I am KJGrog’s wife and my advice is:
-give her an hour a day to do whatever she wants, be it sleep, grocery store, a swim, a walk- by herself and you take the baby and start to bond- though dads have a hard time at first because the baby is not very responsive it is important to build those first bonds and become “daddy” You will have to figure out how to calm the baby, change the baby (diaper and clothes), etc. This will be more important than IM training and will hopefully encourage you along the course that you haven’t been selfish
-give her praise-on how she is being a good mother, on how she looks, etc-she will not feel great but she will look great with the glow of new motherhood-she will also feel physically spent ALOT, but if she is active, like it sounds encourage her to get out and get at least some endorphins and fresh air so she will feel more energetic
-we put Gavin in his own room the first night we were home so that Kevin could get as much sleep as possible (he had to function at work) and I was the one to get up with him, we also like “our space” And there were not too many sleepless nights and now Kevin is helping me in the middle of the night-keeping him going longer without food
-It is definitely a give and take thing, so since you have committed and paid for the race you need to make sure you do what you can to make it a positive experience. Yes, having your first child is a once in a lifetime experience, but if your wife will agree to it, so is Kona. And Kona is more than a race, sure you would want to do well, but you are not going for the overall World Championships, so you could take your family and enjoy Hawaii. One of my fears is that I will forsake all my dreams for my child and end up wishing I hadn’t when it is too late. I might have been a happier teenager if my mother hadn’t given up her dreams, so I feel that I am doing the right thing for my son and family that way.
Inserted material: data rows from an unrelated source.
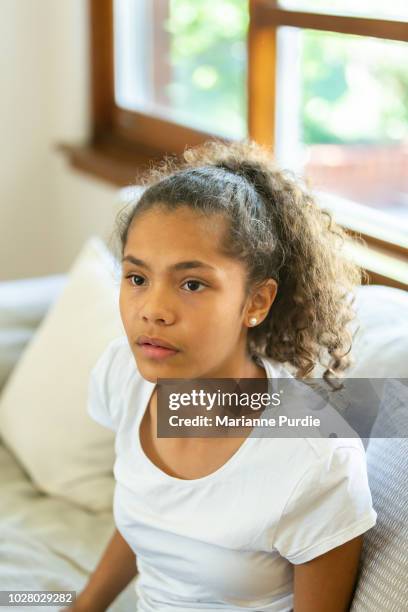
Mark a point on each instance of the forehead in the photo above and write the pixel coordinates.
(182, 228)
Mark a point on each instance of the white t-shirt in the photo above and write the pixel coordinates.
(225, 541)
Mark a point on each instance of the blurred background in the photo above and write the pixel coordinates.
(110, 85)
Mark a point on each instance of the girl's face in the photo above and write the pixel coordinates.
(178, 288)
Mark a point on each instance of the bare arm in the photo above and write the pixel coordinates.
(326, 583)
(113, 573)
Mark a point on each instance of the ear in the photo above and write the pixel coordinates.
(260, 302)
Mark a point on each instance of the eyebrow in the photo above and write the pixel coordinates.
(181, 265)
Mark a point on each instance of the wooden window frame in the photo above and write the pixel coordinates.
(124, 141)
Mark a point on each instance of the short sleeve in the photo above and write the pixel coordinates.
(98, 405)
(330, 505)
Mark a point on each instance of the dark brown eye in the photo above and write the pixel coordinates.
(193, 285)
(136, 276)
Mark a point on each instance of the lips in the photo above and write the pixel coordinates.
(159, 342)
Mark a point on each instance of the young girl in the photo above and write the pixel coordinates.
(229, 270)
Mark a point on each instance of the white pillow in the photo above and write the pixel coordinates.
(380, 347)
(43, 417)
(23, 303)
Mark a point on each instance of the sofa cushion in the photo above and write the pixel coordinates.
(43, 417)
(380, 345)
(383, 582)
(23, 304)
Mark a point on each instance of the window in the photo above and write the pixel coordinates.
(324, 84)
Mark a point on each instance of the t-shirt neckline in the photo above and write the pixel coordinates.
(228, 465)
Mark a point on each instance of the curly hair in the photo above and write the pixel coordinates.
(277, 229)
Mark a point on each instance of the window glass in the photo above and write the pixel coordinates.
(342, 116)
(184, 61)
(380, 9)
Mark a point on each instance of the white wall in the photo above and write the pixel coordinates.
(47, 210)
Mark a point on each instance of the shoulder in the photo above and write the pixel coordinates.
(114, 374)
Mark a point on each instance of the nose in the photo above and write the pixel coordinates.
(156, 307)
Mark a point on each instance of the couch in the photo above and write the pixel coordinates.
(56, 479)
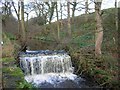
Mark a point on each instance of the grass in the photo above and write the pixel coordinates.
(103, 69)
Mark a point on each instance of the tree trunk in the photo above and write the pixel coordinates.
(86, 10)
(23, 31)
(69, 25)
(58, 28)
(99, 28)
(116, 15)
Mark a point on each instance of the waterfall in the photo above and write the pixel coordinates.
(46, 66)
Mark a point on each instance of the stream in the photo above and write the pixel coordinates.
(50, 69)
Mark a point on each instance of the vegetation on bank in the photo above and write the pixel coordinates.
(103, 69)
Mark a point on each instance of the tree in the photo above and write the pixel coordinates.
(116, 15)
(58, 27)
(99, 27)
(69, 25)
(51, 8)
(86, 10)
(18, 16)
(74, 4)
(23, 31)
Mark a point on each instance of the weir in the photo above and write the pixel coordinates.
(46, 66)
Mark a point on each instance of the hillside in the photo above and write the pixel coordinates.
(103, 70)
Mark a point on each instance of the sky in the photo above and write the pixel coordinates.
(105, 4)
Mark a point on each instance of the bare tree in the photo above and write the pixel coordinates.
(99, 27)
(69, 22)
(18, 16)
(86, 10)
(116, 15)
(58, 27)
(74, 4)
(23, 31)
(51, 8)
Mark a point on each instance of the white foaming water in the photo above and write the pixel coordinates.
(51, 68)
(52, 78)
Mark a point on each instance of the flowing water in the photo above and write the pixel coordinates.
(47, 69)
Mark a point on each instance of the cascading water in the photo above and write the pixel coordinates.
(46, 66)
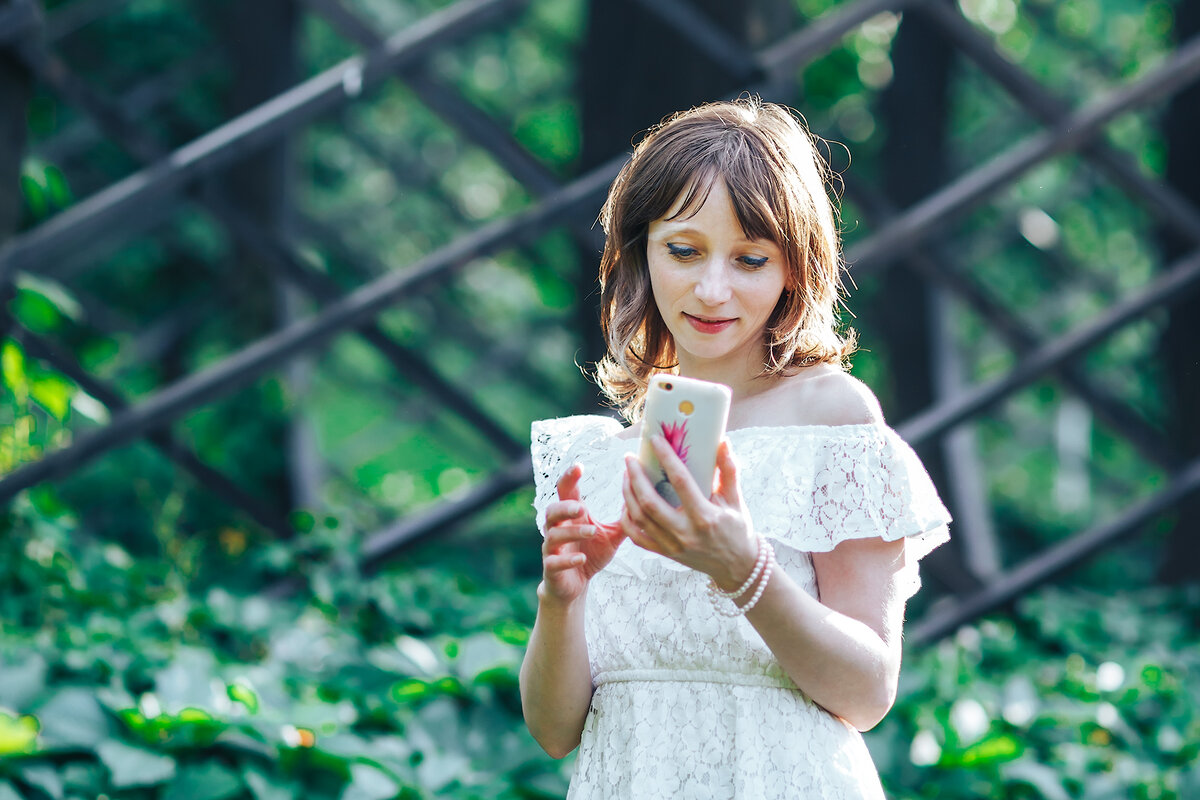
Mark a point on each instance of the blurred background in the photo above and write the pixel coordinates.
(286, 281)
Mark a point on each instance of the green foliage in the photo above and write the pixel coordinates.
(1077, 695)
(118, 680)
(139, 659)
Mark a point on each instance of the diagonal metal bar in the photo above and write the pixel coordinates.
(412, 529)
(1170, 206)
(136, 102)
(448, 103)
(18, 19)
(321, 94)
(67, 19)
(367, 268)
(383, 545)
(781, 59)
(725, 50)
(939, 265)
(409, 364)
(917, 222)
(280, 254)
(348, 312)
(209, 477)
(1170, 287)
(1056, 560)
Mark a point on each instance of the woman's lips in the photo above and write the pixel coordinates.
(708, 325)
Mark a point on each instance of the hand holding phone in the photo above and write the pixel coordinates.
(691, 415)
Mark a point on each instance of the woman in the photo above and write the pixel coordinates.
(736, 644)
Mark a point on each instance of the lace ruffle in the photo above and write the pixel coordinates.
(808, 487)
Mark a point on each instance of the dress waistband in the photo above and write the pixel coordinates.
(693, 677)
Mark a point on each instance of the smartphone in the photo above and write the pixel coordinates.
(691, 415)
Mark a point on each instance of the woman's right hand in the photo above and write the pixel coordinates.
(576, 546)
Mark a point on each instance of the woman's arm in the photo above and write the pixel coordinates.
(556, 675)
(844, 650)
(556, 678)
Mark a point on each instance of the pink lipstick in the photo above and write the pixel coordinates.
(708, 325)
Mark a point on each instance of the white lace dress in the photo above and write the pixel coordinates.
(693, 704)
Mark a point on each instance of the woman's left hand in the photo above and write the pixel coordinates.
(709, 534)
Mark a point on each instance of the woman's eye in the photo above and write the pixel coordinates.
(681, 251)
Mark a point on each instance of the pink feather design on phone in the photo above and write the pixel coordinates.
(675, 434)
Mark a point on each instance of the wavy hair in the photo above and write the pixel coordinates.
(778, 184)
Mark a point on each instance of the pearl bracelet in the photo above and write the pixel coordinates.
(759, 564)
(768, 564)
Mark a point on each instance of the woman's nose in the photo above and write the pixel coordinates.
(713, 284)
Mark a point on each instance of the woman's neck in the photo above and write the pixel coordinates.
(743, 376)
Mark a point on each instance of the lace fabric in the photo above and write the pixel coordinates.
(689, 703)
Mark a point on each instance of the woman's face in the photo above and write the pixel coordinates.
(714, 288)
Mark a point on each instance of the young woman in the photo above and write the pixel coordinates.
(731, 647)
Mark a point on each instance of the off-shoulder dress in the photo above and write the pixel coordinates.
(689, 703)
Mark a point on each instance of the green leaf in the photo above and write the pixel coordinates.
(263, 789)
(1003, 747)
(133, 765)
(73, 719)
(53, 394)
(244, 695)
(17, 734)
(411, 690)
(23, 681)
(45, 777)
(207, 781)
(369, 783)
(12, 370)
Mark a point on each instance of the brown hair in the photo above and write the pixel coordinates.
(778, 184)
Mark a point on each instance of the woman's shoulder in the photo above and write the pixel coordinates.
(828, 396)
(561, 433)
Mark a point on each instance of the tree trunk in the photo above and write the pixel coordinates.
(1180, 352)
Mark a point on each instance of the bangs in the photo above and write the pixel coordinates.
(748, 178)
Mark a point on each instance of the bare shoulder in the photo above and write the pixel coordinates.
(832, 397)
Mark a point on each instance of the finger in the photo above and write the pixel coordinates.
(678, 475)
(562, 535)
(636, 535)
(556, 564)
(564, 511)
(727, 475)
(651, 506)
(569, 483)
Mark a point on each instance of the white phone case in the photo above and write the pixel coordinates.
(690, 414)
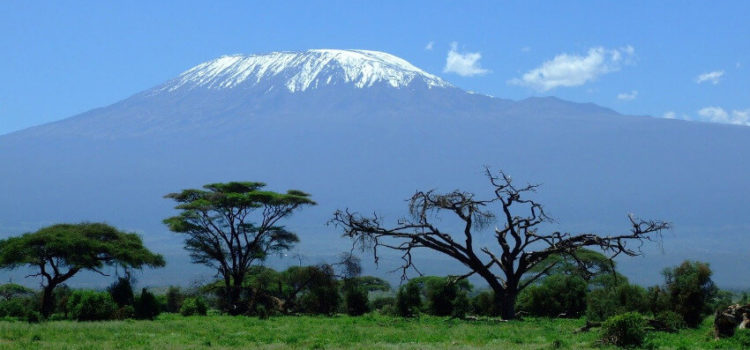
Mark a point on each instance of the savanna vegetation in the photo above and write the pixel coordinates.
(553, 289)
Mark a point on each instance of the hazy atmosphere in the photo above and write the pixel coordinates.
(377, 128)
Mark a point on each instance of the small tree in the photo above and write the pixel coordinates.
(60, 251)
(522, 247)
(691, 290)
(222, 234)
(408, 300)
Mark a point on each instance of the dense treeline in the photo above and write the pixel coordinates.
(687, 296)
(233, 227)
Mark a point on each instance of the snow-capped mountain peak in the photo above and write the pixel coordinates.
(299, 71)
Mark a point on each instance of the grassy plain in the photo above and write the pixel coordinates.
(342, 332)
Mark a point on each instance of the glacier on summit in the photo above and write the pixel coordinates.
(299, 71)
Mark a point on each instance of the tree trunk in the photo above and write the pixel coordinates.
(48, 300)
(508, 305)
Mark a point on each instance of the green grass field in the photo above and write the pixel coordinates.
(304, 332)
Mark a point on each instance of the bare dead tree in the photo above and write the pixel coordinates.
(520, 245)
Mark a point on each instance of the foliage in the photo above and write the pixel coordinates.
(604, 303)
(742, 337)
(670, 319)
(691, 290)
(146, 306)
(408, 300)
(557, 295)
(18, 307)
(442, 293)
(386, 304)
(356, 300)
(523, 253)
(174, 299)
(122, 291)
(322, 295)
(625, 330)
(220, 232)
(193, 306)
(658, 300)
(483, 304)
(9, 291)
(60, 251)
(86, 305)
(721, 300)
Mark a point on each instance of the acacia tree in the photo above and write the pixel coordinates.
(229, 226)
(523, 251)
(60, 251)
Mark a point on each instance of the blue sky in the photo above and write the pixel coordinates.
(679, 59)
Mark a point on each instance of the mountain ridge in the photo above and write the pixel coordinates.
(368, 149)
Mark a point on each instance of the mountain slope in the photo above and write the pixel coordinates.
(361, 141)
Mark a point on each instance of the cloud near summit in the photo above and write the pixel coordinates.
(464, 64)
(569, 70)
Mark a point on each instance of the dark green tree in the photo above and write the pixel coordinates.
(521, 246)
(60, 251)
(12, 290)
(690, 290)
(230, 226)
(408, 300)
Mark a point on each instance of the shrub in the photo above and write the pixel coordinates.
(742, 338)
(146, 306)
(690, 290)
(670, 319)
(17, 307)
(408, 300)
(383, 302)
(193, 306)
(461, 305)
(556, 295)
(122, 292)
(86, 305)
(174, 299)
(628, 329)
(124, 313)
(484, 304)
(356, 301)
(602, 304)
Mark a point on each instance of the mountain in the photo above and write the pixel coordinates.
(364, 130)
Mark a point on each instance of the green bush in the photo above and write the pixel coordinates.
(742, 337)
(556, 295)
(383, 302)
(408, 300)
(86, 305)
(146, 306)
(193, 306)
(174, 299)
(628, 329)
(356, 301)
(483, 304)
(461, 305)
(602, 304)
(691, 291)
(671, 319)
(17, 307)
(124, 313)
(122, 292)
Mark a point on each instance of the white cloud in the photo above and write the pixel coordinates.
(719, 115)
(575, 70)
(712, 77)
(464, 64)
(625, 96)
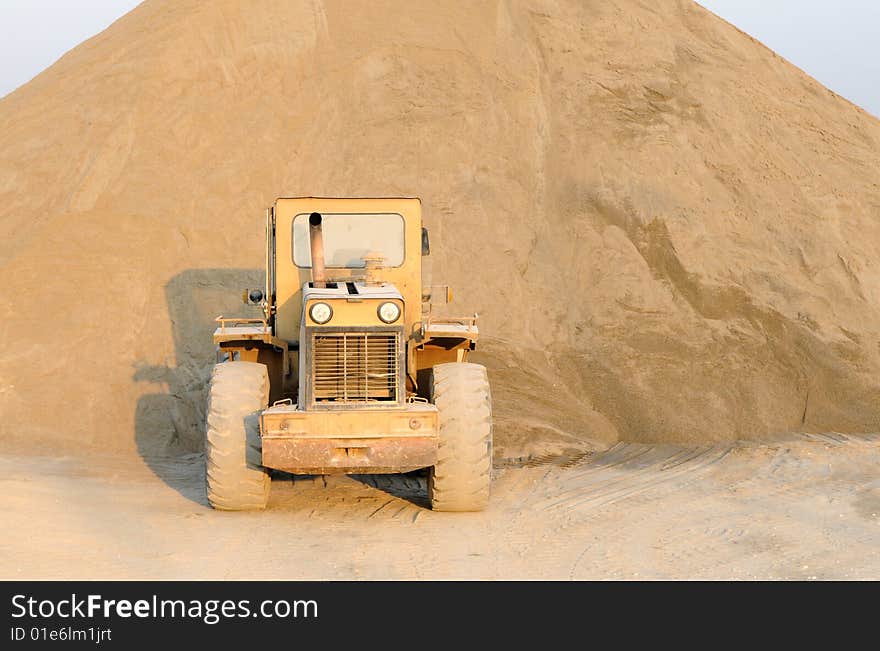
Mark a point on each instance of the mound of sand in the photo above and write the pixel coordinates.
(670, 233)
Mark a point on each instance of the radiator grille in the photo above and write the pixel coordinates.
(355, 367)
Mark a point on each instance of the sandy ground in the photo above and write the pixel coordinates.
(805, 508)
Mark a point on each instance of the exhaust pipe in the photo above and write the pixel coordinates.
(316, 241)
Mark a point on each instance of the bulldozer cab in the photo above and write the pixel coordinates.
(364, 240)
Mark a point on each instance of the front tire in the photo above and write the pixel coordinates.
(235, 479)
(461, 477)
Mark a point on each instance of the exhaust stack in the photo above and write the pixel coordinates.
(316, 241)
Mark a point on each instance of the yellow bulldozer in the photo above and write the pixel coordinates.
(348, 370)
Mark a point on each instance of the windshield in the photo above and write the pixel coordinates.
(349, 237)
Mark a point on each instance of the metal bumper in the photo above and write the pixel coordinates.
(350, 441)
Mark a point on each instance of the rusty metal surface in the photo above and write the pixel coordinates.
(341, 455)
(328, 442)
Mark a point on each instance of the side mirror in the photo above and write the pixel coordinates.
(437, 294)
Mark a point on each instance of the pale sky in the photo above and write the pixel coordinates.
(835, 41)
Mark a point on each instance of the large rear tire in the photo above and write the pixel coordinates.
(460, 480)
(235, 478)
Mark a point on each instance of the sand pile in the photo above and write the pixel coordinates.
(670, 233)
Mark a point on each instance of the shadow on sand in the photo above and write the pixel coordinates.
(169, 425)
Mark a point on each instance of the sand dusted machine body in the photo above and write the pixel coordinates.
(348, 370)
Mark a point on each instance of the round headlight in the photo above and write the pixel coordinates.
(320, 313)
(389, 312)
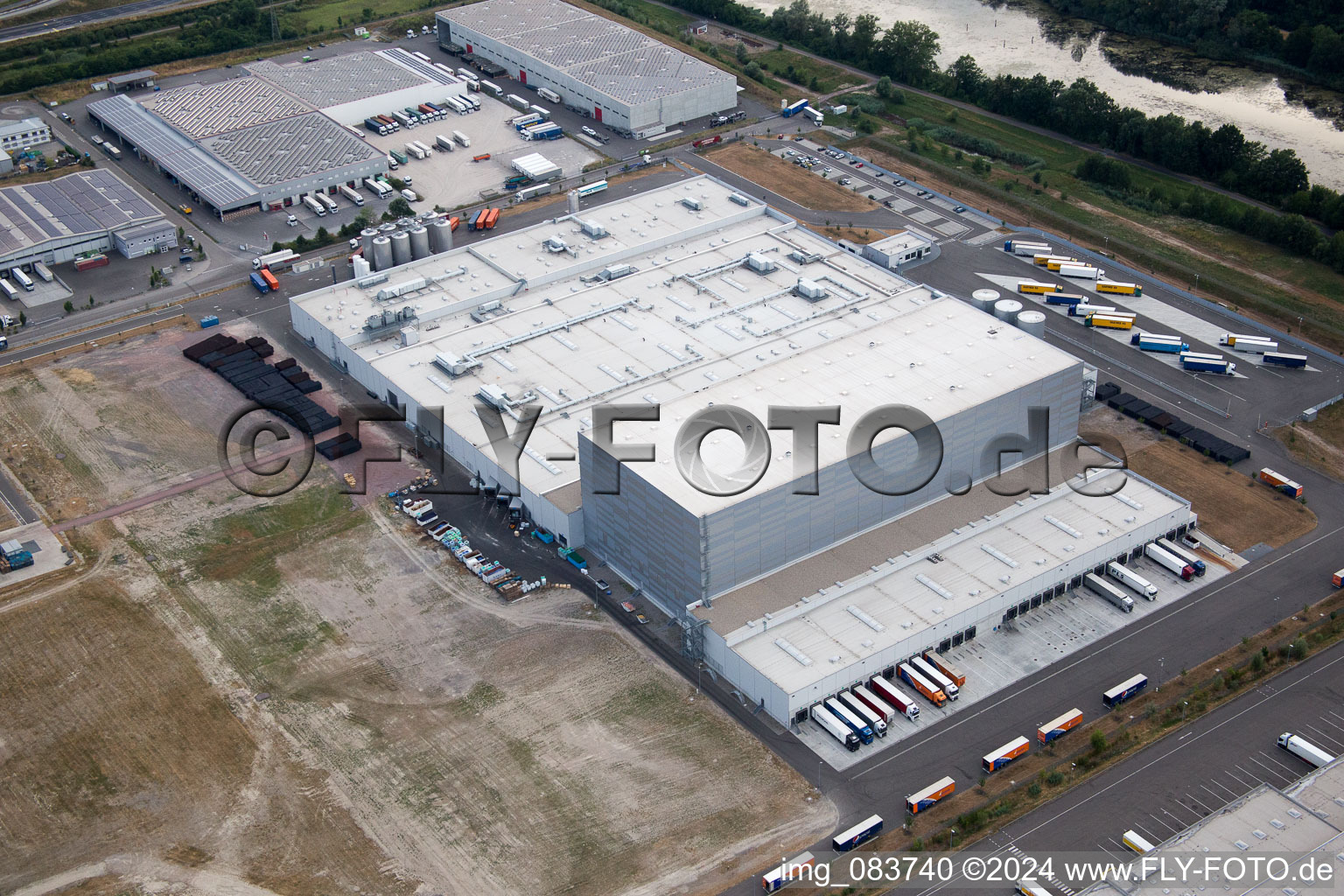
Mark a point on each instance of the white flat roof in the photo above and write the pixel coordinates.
(907, 594)
(692, 324)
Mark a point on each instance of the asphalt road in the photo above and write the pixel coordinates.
(65, 23)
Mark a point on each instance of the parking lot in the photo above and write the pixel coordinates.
(1004, 654)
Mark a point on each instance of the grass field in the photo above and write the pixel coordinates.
(788, 180)
(828, 78)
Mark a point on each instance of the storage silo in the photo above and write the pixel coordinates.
(1032, 323)
(984, 300)
(420, 243)
(402, 248)
(441, 236)
(1007, 309)
(382, 253)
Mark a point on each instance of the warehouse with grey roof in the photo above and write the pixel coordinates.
(622, 78)
(280, 132)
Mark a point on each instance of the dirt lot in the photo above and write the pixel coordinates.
(1231, 507)
(1319, 444)
(788, 180)
(298, 696)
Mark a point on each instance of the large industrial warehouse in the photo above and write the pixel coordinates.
(690, 298)
(89, 211)
(266, 138)
(626, 80)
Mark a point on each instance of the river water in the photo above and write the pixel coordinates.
(1011, 40)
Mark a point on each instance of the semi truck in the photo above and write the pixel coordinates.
(1109, 592)
(925, 798)
(890, 693)
(1023, 248)
(835, 727)
(1132, 580)
(1280, 482)
(1156, 343)
(875, 703)
(1170, 562)
(1118, 289)
(281, 260)
(1060, 727)
(1203, 363)
(999, 758)
(944, 684)
(1303, 750)
(1080, 271)
(1183, 554)
(860, 708)
(945, 668)
(927, 688)
(1280, 359)
(845, 715)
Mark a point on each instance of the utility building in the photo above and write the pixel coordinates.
(620, 77)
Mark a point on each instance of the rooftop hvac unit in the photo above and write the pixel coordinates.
(760, 263)
(809, 290)
(593, 228)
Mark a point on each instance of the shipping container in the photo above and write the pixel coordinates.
(927, 688)
(1124, 690)
(900, 700)
(1170, 562)
(1060, 727)
(1109, 592)
(999, 758)
(925, 798)
(857, 836)
(1132, 580)
(799, 868)
(835, 727)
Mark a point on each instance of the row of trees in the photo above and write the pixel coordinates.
(1306, 35)
(907, 52)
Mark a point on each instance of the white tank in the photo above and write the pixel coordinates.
(1007, 309)
(1032, 323)
(402, 248)
(441, 236)
(420, 243)
(382, 253)
(984, 298)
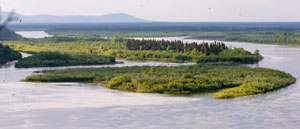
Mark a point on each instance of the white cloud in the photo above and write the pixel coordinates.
(167, 10)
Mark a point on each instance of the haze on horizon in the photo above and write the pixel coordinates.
(167, 10)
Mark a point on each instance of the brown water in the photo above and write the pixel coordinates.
(77, 105)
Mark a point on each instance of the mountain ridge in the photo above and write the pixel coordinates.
(108, 18)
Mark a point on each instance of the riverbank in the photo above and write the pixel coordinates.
(240, 80)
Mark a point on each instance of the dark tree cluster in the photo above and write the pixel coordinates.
(7, 54)
(177, 45)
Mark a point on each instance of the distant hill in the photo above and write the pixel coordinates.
(6, 35)
(110, 18)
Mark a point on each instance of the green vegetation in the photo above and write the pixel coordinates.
(8, 35)
(7, 54)
(165, 51)
(236, 80)
(53, 59)
(265, 37)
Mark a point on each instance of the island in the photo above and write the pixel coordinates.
(7, 54)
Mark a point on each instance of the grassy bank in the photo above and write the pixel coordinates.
(7, 54)
(239, 80)
(53, 59)
(139, 50)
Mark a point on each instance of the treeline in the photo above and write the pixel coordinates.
(117, 48)
(53, 59)
(177, 45)
(266, 37)
(7, 54)
(9, 35)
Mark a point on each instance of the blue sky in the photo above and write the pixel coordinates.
(166, 10)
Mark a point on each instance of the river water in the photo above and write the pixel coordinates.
(33, 34)
(78, 105)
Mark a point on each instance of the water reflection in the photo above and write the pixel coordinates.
(77, 105)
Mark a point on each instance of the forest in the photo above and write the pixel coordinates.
(121, 48)
(225, 80)
(7, 54)
(55, 58)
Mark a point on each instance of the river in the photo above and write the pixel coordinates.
(78, 105)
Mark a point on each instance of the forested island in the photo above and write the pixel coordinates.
(227, 79)
(7, 54)
(147, 50)
(54, 59)
(218, 68)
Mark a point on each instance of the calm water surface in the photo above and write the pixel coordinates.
(33, 34)
(77, 105)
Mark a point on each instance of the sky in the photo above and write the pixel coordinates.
(167, 10)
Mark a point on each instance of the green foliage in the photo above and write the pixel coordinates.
(177, 45)
(7, 54)
(158, 50)
(258, 36)
(240, 80)
(236, 55)
(8, 35)
(52, 59)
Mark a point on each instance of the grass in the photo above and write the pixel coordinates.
(228, 79)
-You got it right when you said you and your wife need to talk about it and decide. If she gives you IMW and HI, you give her AS MUCH TIME AS SHE WANTS to get back into racing shape. Also communication is key to the first few weeks after the baby is born-no one is sure what exactly is right and tempers can flare if one feels like they are doing everything and insecurity is high-basically ALOT of emotions-so sit down and talk once in a while.
Okay, I could write days on this subject cause I think we are doing a pretty good job with our first months. Healthy happy baby, healthy happy parents.
No, Kevin didn’t have a great race 6 weeks post birth (it was supose to be 8 weeks, Lil’ G was late) but he knew he wouldn’t take a slot if he qualified, which just that fact right there affects his racing. So I say stick with your original plan to qualify and go to Hawaii.
We are both hoping to qualify for '06.